Fransa, 1858 yılında Charles Worth'ün saray terziliğinden ayrılarak Paris'te bir atölye açması ile başlayan, 1868'de sendikaya bağlanan ve günümüze kadar süregelen Haute Couture (Yüksek Terzilik) geleneğini sonsuza dek sürdürmeye kararlı görünüyor.
Moda endüstrisinin tartışmasız en prestijli etkinliği olarak kabul edilen ve 1976 yılından beri "Paris Fashion Week Haute Couture" olarak adlandırılan moda haftası, görkemli dönemlerine kıyasla az sayıda marka ile yoluna devam ederken, genç tasarımcılara da kendilerini ispatlama olanağı sağlıyor.
2024 yaz sezonu defilelerinin sunulduğu moda haftasının lokomotif markaları Chanel ve Dior dışında, avangardist tasarımcılara emanet edilen Schiaparelli ve moda arenasında yer bulmaya çalışan genç tasarımcılar da basının karşısında sınavlarını vermiş oldular.
Haftanın ilgi çeken defilelerinden biri, 2005 yılında Haute Couture'e layık görülen modacılar listesine girerek hayalini gerçekleştiren Giorgio Armani'nin, 89 yaşında podyuma çıkarak davetlileri selamlaması oldu.
Paris'in önemli müzelerinden biri olan Palais de Tokyo'da sunulan defilede, "Kozmopolit Couture" teması çerçevesinde, Japon kimono ve estampları, Sicilya seramikleri gibi değişik ülke kültürlerinin koleksiyona esin kaynağı olduğunu gözlemledim.

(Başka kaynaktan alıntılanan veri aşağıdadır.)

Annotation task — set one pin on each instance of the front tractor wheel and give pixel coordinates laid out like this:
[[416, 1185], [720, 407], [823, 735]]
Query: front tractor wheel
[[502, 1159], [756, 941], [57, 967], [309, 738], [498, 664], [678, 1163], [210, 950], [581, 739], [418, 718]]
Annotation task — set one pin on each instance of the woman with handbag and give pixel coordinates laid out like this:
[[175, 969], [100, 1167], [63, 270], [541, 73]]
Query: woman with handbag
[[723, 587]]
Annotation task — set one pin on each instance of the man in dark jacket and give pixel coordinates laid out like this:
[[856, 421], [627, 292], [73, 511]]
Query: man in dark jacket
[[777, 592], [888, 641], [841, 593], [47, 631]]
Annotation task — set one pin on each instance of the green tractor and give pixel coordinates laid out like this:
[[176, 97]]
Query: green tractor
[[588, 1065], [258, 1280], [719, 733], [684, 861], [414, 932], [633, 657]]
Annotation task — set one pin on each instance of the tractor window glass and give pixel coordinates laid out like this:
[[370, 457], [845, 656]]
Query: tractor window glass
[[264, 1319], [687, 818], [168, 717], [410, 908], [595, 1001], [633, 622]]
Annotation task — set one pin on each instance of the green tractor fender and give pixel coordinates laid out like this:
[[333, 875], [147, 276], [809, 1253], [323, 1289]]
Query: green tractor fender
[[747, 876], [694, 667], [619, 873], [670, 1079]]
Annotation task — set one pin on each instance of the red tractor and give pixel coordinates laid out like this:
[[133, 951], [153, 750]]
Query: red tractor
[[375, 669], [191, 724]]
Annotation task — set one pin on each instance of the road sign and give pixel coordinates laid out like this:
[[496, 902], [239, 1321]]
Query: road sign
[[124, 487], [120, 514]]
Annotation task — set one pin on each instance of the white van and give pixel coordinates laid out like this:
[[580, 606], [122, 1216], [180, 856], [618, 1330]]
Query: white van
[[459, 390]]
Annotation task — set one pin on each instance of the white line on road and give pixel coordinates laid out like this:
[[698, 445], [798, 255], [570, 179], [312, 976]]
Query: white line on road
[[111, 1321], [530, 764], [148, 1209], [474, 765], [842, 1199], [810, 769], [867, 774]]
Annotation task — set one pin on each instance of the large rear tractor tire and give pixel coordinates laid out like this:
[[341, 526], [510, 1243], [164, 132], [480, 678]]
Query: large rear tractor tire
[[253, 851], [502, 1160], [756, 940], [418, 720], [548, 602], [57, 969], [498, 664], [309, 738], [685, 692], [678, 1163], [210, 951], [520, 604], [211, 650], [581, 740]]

Bol Oscarlı film yıldızı Glenn Close, Juliete Binoche, Futbolcu Ronaldo ve ünlü Rus model ve girişimci Natalia Vodyonova, Armani defilesinin şeref konukları olarak yerlerini almışlardı.

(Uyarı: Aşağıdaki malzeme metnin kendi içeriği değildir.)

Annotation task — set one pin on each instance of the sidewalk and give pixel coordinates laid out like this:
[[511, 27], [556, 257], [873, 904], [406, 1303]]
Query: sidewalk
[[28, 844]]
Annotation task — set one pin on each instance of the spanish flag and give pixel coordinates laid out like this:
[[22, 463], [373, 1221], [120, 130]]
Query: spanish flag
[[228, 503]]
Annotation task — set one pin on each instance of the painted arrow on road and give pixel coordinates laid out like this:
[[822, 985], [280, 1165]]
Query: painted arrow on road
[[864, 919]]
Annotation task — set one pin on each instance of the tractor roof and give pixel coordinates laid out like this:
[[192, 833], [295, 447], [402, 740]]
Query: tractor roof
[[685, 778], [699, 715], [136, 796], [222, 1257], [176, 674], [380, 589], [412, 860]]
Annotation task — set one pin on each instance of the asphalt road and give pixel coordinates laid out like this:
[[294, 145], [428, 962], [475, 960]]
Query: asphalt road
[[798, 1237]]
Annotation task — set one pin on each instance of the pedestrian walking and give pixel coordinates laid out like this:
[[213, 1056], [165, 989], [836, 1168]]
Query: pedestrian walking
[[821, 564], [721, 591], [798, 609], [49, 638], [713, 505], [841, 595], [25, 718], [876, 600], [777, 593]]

Fransa'nın yetiştirdiği en önemli tasarımcılardan biri olan "Deli Fişek" lakaplı Jean Paul Gaultier, birkaç yıl önce markasını devrederek emekliye ayrılmıştı.
Yeni yönetim, her sezon başka bir tasarımcıyı davet ederek etkinliğe devam etme kararı doğrultusunda, 2024 yaz sezonu koleksiyonunu gerçekleştirmek için İrlandalı tasarımcı Simone Rocha'yı misafir etti.
Basının, merakla beklediği "Gaultier by Simone Rocha" defilesinde, markanın kuvvetli kodlarının Rocha'nın romantik punk tarzı ile vals ettiği bir karma tarz ortaya çıkmış oldu.
Kanımca, Jean Paul Gaultier örneğinde olduğu gibi uç unsurların ve kişisel kodların ön plana çıkması ile doğmuş olan marka kimliklerinin başka bir güçlü kimlikle birleşmesi her zaman iyi sonuç vermiyor. Hele her sezon başka bir tasarımcının devreye girerek koleksiyon hazırlama stratejisinin uzun soluklu bir yöntem olmayacağını düşünüyorum.
Moda haftasının olmazsa olmaz markası Chanel'in sanat yönetmeni Virginia Ward, moda-sanat ilişkisini önemseyen kişiliği ile tanınıyor. Ward, Chanel 2024 yaz sezonu defilesi için kendisine sunulan açık kartı, bu kez iki yetenekli sanatçıdan yana kullanmış: Dave Free ve Kendrick Lamar.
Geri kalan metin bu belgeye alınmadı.